En effet, alors que les réformes mises en place au milieu des années 2000 par le gouvernement Schröder sont régulièrement pointées comme le fait d’un gouvernement audacieux, il convient tout de même de regarder les conditions de leurs mises en œuvre.

Entre les années 2001 et 2005, l’Allemagne va mal. Elle est l’homme malade de l’Europe. Les traités budgétaires européens sont alors contestés par Gerhard Schröder, qui obtient, avec Jacques Chirac, la possibilité de contourner la règle des 3% de déficits publics. Et les déficits s’accumulent en Allemagne : 3.1% en 2001, 3.8% en 2002, 4.2% en 2003, 3.8% en 2004 et 3.3% en 2005. Soit 5 années passées en dehors des « clous » européens. Pourtant, au même moment, la croissance nominale (tenant compte de l’inflation) européenne avance à un rythme annuel de 4%. C’est la fête au village. Parce que l’endettement allemand ne passe que de 60% à 68% de son PIB sur les cinq années, malgré un déficit cumulé qui atteint 20% de ce même PIB. En 2006 le déficit se résorbe enfin sous les 3%, la croissance nominale européenne atteint les 5.1%. La magie de la croissance. Et l’Allemagne surfe sur la naïveté de ses partenaires européens.

Ainsi, entre 2001 et 2005, la grande majorité des Etats, dont la France, continuent sans doute à tort de cumuler déficits publics sur déficits publics. Ce qui vient encore un peu plus soutenir la croissance européenne, et donc soutenir l’Allemagne dans ses efforts.

L’Allemagne trouve ainsi deux leviers qui vont lui permettre de se réformer. Les salaires allemands sont stabilisés alors qu’ils progressent dans le reste de l’Europe. Dans le même temps, la croissance enregistrée au sein de la zone euro lui permet de vendre ses produits à l’export. Les efforts réalisés sur le coût du travail  permettent au pays de reprendre des parts de marché à ses « concurrents »  européens (partenaires ?). Pour finir ; les déficits négociés à Bruxelles viennent compléter le programme. Les réformes sont douloureuses, mais elles sont menées dans un environnement suffisamment favorable pour être acceptées par la population.

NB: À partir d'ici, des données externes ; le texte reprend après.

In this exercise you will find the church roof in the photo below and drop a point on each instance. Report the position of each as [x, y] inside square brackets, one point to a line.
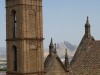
[88, 62]
[50, 60]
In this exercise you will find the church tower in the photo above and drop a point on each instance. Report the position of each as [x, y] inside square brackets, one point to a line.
[24, 36]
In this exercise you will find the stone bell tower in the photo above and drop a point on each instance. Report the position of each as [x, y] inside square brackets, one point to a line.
[24, 36]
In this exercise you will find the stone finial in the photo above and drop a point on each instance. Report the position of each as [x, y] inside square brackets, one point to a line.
[55, 51]
[87, 22]
[87, 28]
[51, 47]
[66, 60]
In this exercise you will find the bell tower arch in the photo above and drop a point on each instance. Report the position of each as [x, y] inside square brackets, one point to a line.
[24, 37]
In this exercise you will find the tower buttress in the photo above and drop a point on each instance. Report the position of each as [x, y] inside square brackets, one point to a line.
[24, 37]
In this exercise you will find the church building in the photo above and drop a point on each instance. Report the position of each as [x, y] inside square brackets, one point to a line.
[25, 52]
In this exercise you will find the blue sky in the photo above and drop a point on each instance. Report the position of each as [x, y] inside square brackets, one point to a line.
[63, 20]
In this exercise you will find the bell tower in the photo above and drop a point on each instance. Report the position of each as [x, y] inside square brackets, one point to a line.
[24, 37]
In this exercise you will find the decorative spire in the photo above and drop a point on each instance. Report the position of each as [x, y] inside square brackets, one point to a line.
[55, 49]
[87, 23]
[51, 43]
[87, 28]
[66, 60]
[51, 47]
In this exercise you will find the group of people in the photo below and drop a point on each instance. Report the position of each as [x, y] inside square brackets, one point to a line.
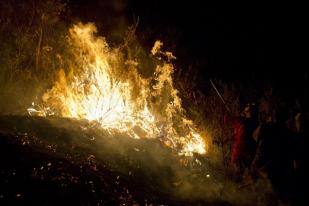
[272, 144]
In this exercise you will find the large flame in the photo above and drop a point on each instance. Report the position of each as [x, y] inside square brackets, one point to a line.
[105, 87]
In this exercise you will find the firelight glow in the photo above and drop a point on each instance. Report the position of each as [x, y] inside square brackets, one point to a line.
[105, 87]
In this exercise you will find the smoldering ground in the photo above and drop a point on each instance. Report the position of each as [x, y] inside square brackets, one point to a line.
[66, 154]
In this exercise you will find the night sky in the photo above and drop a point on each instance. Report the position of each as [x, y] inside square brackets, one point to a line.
[234, 42]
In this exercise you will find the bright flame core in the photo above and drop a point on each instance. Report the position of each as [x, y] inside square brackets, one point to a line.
[105, 87]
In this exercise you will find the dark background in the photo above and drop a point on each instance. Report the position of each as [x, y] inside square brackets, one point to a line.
[255, 44]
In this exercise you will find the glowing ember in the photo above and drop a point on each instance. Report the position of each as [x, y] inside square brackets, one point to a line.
[105, 87]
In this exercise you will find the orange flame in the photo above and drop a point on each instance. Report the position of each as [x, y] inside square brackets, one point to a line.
[106, 88]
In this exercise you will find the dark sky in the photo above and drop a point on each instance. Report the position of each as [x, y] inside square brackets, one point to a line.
[231, 41]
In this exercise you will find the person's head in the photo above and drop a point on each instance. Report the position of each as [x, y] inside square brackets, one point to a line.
[282, 115]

L’Allemagne a ainsi procédé à son rétablissement économique sous trois conditions : une croissance forte en Europe, des déficits publics supérieurs aux maximum autorisé par les traités, et la mise en place de réformes de l’offre, notamment les réformes Hartz sur le marché de l’emploi. A l’aube de la crise, le pays est transformé en un gigantesque râteau de la croissance européenne.

Aujourd’hui les injonctions faites aux pays du sud de la part de l’Allemagne se font de plus en plus pressantes. Mais les conditions macroéconomiques sont par contre sensiblement différentes de celles qui ont permis le redressement outre Rhin.

En effet, la croissance nominale européenne cumulée n’aura été que de  5% entre 2009 et 2012, soit un rapport de 1 à 4 avec la période considérée précédemment. Et sans croissance, la lutte contre les déficits publics se compare assez bien au remplissage de paniers percés. Etant donné que Le PIB a le fâcheux inconvénient de comptabiliser les dépenses publiques, chaque économie réalisée vient donc participer à la baisse même du PIB. Et le ratio d’endettement ne faiblit pas. Une seule solution ; la croissance, c’est-à-dire la solution utilisée entre 2001 et 2007 par l’Allemagne.

Ce que vient d’annoncer Wolfgang Schäuble est en ce sens assez curieux. En plus de demander un parfait respect des règles budgétaires à ses partenaires, de hurler face à toute action de la BCE pour soutenir la croissance, il se félicité d’afficher un budget équilibré pour l’année 2015. Un budget 0 qui est une sorte de drapeau brandi devant les 11.6% de chômeurs en Europe. Car s’il est possible de féliciter l’Allemagne pour ses réformes et son « sérieux » budgétaire, son comportement actuel est plus que contestable.

Une croissance plus forte en Europe aurait en effet pour conséquence de venir peser à la hausse sur les salaires allemands, en raison de sa situation de plein emploi actuelle. Lorsque le plein emploi est atteint, la seule arme permettant de répondre à la demande est bien d’agir sur les salaires. Ce qui remettrait rapidement en cause la compétitivité du pays. L’option d’une croissance forte permettant la baisse du chômage et des déficits dans le reste du continent aurait ainsi un coût pour l’Allemagne.

Une stratégie qui peut se résumer assez bien par cette formule « Merci à tous ! Et maintenant débrouillez-vous ». Un beau message d’espoir.